Noisy PDE Training Requires Bigger PINNs

Physics-Informed Neural Networks (PINNs) are increasingly used to approximate solutions of partial differential equations (PDEs), especially in high dimensions. In real-world applications, data samples are noisy, so it is important to know when a predictor can still achieve low empirical risk. However, little is known about the conditions under which a PINN can do so effectively. We prove a lower bound on the size of neural networks required for the supervised PINN empirical risk to fall below the variance of noisy supervision labels.
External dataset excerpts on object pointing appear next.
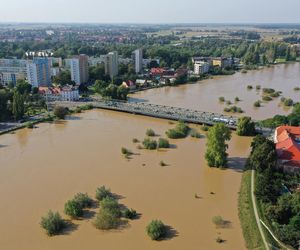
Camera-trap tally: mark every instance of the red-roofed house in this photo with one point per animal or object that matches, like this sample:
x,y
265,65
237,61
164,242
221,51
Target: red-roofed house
x,y
287,139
Specifically, if a predictor achieves an empirical risk $O(\eta)$ below $\sigma^2$ (variance of supervision data), then necessarily $d_N\log d_N\gtrsim N_s \eta^2$, where $N_s$ is the number of samples and $d_N$ is the number of trainable parameters of the PINN. A similar constraint applies to the fully unsupervised PINN setting when boundary labels are sampled noisily. Consequently, increasing the number of noisy supervision labels alone does not provide a ``free lunch'' in reducing empirical risk. We also show empirically that PINNs can indeed achieve empirical risks below $\sigma^2$ under such conditions. As a case study, we investigate PINNs applied to the Hamilton--Jacobi--Bellman (HJB) PDE. Our findings lay the groundwork for quantitatively understanding the parameter requirements for training PINNs in the presence of noise.